Als die SPD verboten wurde
von Manfred Müller

Nachdem sich die politischen Machtverhältnisse in ungeahnter Weise überschlagen haben, komme ich dem Verbot – der SPD als Mitglied noch weiter anzugehören – zuvor und erkläre hiermit meinen Austritt aus der Partei.“ Dies teilte am 29. März 1933 ein Obersteuersekretär dem SPD-Ortsverein Hannover mit. Ebenfalls an diesem Tage schrieb ein Oberpostsekretär dieser SPD-Organisation: „Die Verhältnisse veranlassen mich, hiermit meinen Austritt aus der Sozialdemokratischen Partei zu erklären.“

Solche Austrittserklärungen gingen seit Bildung der Regierung Hitler in zunehmendem Maße bei den Ortsvereinen der SPD ein. Diese hatte es in der Weimarer Republik verstanden, zahlreiche Mitglieder und Anhänger im öffentlichen Dienst unterzubringen – in der Hoffnung, auf diese Weise die neue Ordnung zu stabilisieren. Bedingt durch die große Feindseligkeit, mit der die Sozialdemokraten den Nationalsozialismus bekämpft hatten, fürchteten nun zahlreiche SPD-Mitglieder und -Sympathisanten, unter den neuen Machthabern sei ihre berufliche Existenz gefährdet, und distanzierten sich von ihrer Partei.

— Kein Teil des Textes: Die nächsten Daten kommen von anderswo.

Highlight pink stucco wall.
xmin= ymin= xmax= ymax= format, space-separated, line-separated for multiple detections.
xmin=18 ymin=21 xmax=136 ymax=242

Viel Haß und Gewalttätigkeit schlug den gedemütigten Sozialdemokraten von ihren siegreichen Gegnern in diesen Tagen entgegen. Diese dachten an die zahlreichen administrativen Behinderungen und Benachteiligungen aus der Weimarer Zeit zurück, auch an die verbalen Feindseligkeiten: „Radaubewegung“, „politische Säuglinge“, „Kloakenfarbige Landsknechte“, „Hakenkreuzvandalen“ und so weiter. Nun wurde – nicht nur verbal – heimgezahlt, und mehr als das.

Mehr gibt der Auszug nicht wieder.